Verlag Henselowsky Boschmann • Interview mit Zepp Oberpichler
Voll ausgefragt Zepp Oberpichler
Co-Autor des Romans • Die Stones sind wir selber
Wann bist du geboren? 25.01.1967
Und wo? Duisburg.
Wo lebst du heute? Duisburg.
Was machst du beruflich? Selbstständig mit eigener Werbeagentur.
Und in deiner Freizeit? Gitarre spielen, Konzerte geben, Platten hören, lesen.
Wie seid ihr auf die Idee gekommen, den Roman "Die Stones sind wir selber" zu schreiben? Das war so, wir wollten unbedingt ein Buch schreiben, wie wir es gerne selber lesen würden. Es sollte die Geschichte einer Band sein, oder besser: der Werdegang eines Typen, der immer mehr mit Musik zu tun bekommt, so, dass sich ein richtiger Rockroman daraus entwickelte. Außerdem sollte das ganze Ding auch noch mit "unserem" Ruhrpott zu tun haben, beziehungsweise mit unserem Bild davon.
Und wie lange habt ihr dafür gebraucht? Von 1982 bis 1984 und dann noch einmal von 2000 bis 2002
Wie habt ihr zusammengearbeitet? Wann? Wie oft? Wo? Anfang der 80er haben wir uns ein, zwei mal die Woche getroffen, haben uns ein schickes Fläschchen Pils schmecken lassen und losgelegt. Meist taten wir das im Keller bei meinen Eltern, da hatte mein Vater so einen Minipartyraum mit Pin-up Girls an den Wänden. Das war cool und wir hörten dazu selbstverständlich die beste Musik der Welt.

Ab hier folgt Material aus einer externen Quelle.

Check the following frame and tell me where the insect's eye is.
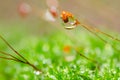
[61,11,80,29]
[61,11,69,23]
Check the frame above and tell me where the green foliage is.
[0,31,120,80]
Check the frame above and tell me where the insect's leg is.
[81,24,108,44]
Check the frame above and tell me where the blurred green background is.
[0,0,120,80]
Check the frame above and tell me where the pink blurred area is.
[0,0,120,31]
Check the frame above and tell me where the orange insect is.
[60,11,80,29]
[60,11,73,23]
[60,11,120,48]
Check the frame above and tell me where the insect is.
[0,35,41,73]
[60,11,120,43]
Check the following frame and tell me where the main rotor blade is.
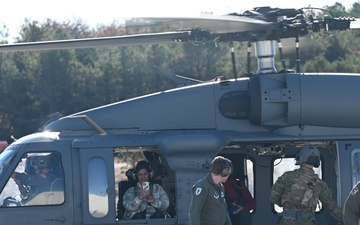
[0,31,190,52]
[126,14,273,34]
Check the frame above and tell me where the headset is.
[125,161,153,181]
[220,159,231,177]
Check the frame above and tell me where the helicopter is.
[0,7,360,225]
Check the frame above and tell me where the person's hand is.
[146,195,155,203]
[233,205,244,215]
[138,188,149,200]
[14,179,21,185]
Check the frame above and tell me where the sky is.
[0,0,359,41]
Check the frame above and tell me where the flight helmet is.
[295,145,320,168]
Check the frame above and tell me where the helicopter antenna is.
[295,35,300,73]
[246,41,251,75]
[230,38,237,80]
[278,39,286,71]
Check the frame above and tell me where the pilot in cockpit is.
[11,153,57,201]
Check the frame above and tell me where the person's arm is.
[123,187,142,212]
[344,183,360,225]
[189,186,208,225]
[151,184,170,212]
[241,181,256,211]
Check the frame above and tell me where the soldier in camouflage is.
[270,146,343,225]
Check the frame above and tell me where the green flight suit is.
[344,182,360,225]
[270,166,343,225]
[189,173,231,225]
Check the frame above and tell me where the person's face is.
[221,174,230,183]
[31,163,50,174]
[136,169,150,183]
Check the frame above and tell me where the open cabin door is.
[80,148,116,225]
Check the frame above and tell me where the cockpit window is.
[0,152,65,207]
[0,148,16,176]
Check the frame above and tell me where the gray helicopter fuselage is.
[0,73,360,225]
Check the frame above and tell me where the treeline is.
[0,3,360,139]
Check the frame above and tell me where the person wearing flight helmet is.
[270,146,343,225]
[189,156,232,225]
[123,161,170,219]
[11,153,56,201]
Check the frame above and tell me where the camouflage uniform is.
[344,182,360,225]
[189,173,231,225]
[270,166,343,225]
[123,183,169,219]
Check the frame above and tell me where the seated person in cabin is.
[223,176,255,225]
[11,153,56,203]
[123,161,169,219]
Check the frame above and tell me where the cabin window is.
[0,152,64,207]
[351,149,360,186]
[273,158,322,213]
[88,157,109,218]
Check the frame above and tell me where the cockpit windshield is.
[0,147,17,176]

In der zweiten Phase in 2000 saßen wir dann in unserer Küche, tranken Tee und diskutierten über die Altersvorsorge ... wie hatten sich doch die Zeiten geändert.
Was bedeutet der Roman für dich? Der Roman ist für mich in erster Linie ein Stück meiner eigenen Jugend, obwohl es ja gar nicht um Tom und mich geht. Wir haben damit versucht unsere Begeisterung für die Musik und für schräge Vögel zu konservieren. So sehe ich das zumindest, Kollege Tonk mag da anders denken. Ich habe durch dieses Buch meine Jugend drei mal erlebt, einmal real, einmal fiktiv verklärt durch schreiben des Buches in den 80ern und einmal revisionär durch die Überarbeitung in 2000. Mehr kann ein Buch nicht leisten - Danke, Buch!

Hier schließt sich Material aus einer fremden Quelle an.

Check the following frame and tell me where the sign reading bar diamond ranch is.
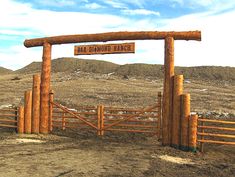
[74,42,135,55]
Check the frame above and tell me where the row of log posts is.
[162,37,197,151]
[18,75,54,134]
[24,31,201,147]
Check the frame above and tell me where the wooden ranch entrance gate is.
[49,92,162,138]
[24,31,201,147]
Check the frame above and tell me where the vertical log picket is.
[97,105,101,135]
[17,106,24,133]
[180,94,190,151]
[24,90,32,133]
[62,111,66,130]
[100,105,104,136]
[157,92,162,140]
[39,42,51,134]
[200,116,205,152]
[162,37,174,145]
[188,114,198,152]
[48,90,54,132]
[32,74,40,133]
[171,75,183,148]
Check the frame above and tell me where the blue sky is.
[0,0,235,69]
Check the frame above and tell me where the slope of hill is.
[16,58,119,74]
[16,58,235,81]
[0,66,12,74]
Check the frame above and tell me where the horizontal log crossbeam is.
[24,31,201,47]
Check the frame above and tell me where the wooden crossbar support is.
[24,31,201,47]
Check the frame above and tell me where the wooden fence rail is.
[197,118,235,152]
[51,93,162,138]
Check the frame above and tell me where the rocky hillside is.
[15,58,235,81]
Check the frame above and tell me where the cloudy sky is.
[0,0,235,69]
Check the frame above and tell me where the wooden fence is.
[49,93,161,138]
[197,118,235,152]
[0,107,18,129]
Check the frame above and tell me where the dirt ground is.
[0,73,235,177]
[0,130,235,177]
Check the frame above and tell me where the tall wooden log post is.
[40,42,51,134]
[162,37,174,145]
[188,114,198,152]
[171,75,183,148]
[48,90,54,132]
[180,94,190,151]
[157,92,162,140]
[32,74,40,133]
[17,106,24,133]
[24,90,32,134]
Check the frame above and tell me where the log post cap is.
[24,31,201,47]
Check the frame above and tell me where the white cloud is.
[158,11,235,66]
[37,0,76,7]
[104,0,128,9]
[84,3,103,9]
[122,9,160,16]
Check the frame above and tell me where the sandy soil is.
[0,130,235,177]
[0,73,235,177]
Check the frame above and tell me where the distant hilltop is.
[0,58,235,81]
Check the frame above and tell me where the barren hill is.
[16,58,235,81]
[0,66,12,74]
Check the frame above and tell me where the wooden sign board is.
[74,42,135,55]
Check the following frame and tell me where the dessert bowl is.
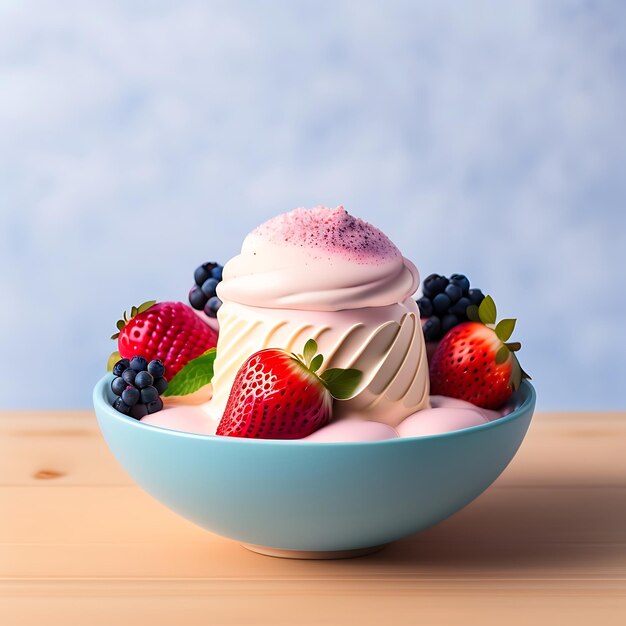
[93,375,535,558]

Wenn du 30 Sekunden oder sechs Sätze Zeit hättest, jemanden zu überzeugen, "Die Stones sind wir selber" zu kaufen, was würdest du ihm sagen? Die Stones sind wir selber ist ein Buch über die Stones, bei dem die Stones nur am Rande vorkommen, dadurch aber erlebbarer werden, als in vielen anderen Büchern über die Stones. Dieses Buch hat Geist, Herz, Witz und Seele, was in dieser Kombination schon eine Seltenheit darstellt. Man erfährt einiges über die Musik der 60er, ihre Wirkung und ihre Rezeption. Darüber hinaus macht es einfach Spaß das Ding zu lesen! Und jetzt kauf dir eins.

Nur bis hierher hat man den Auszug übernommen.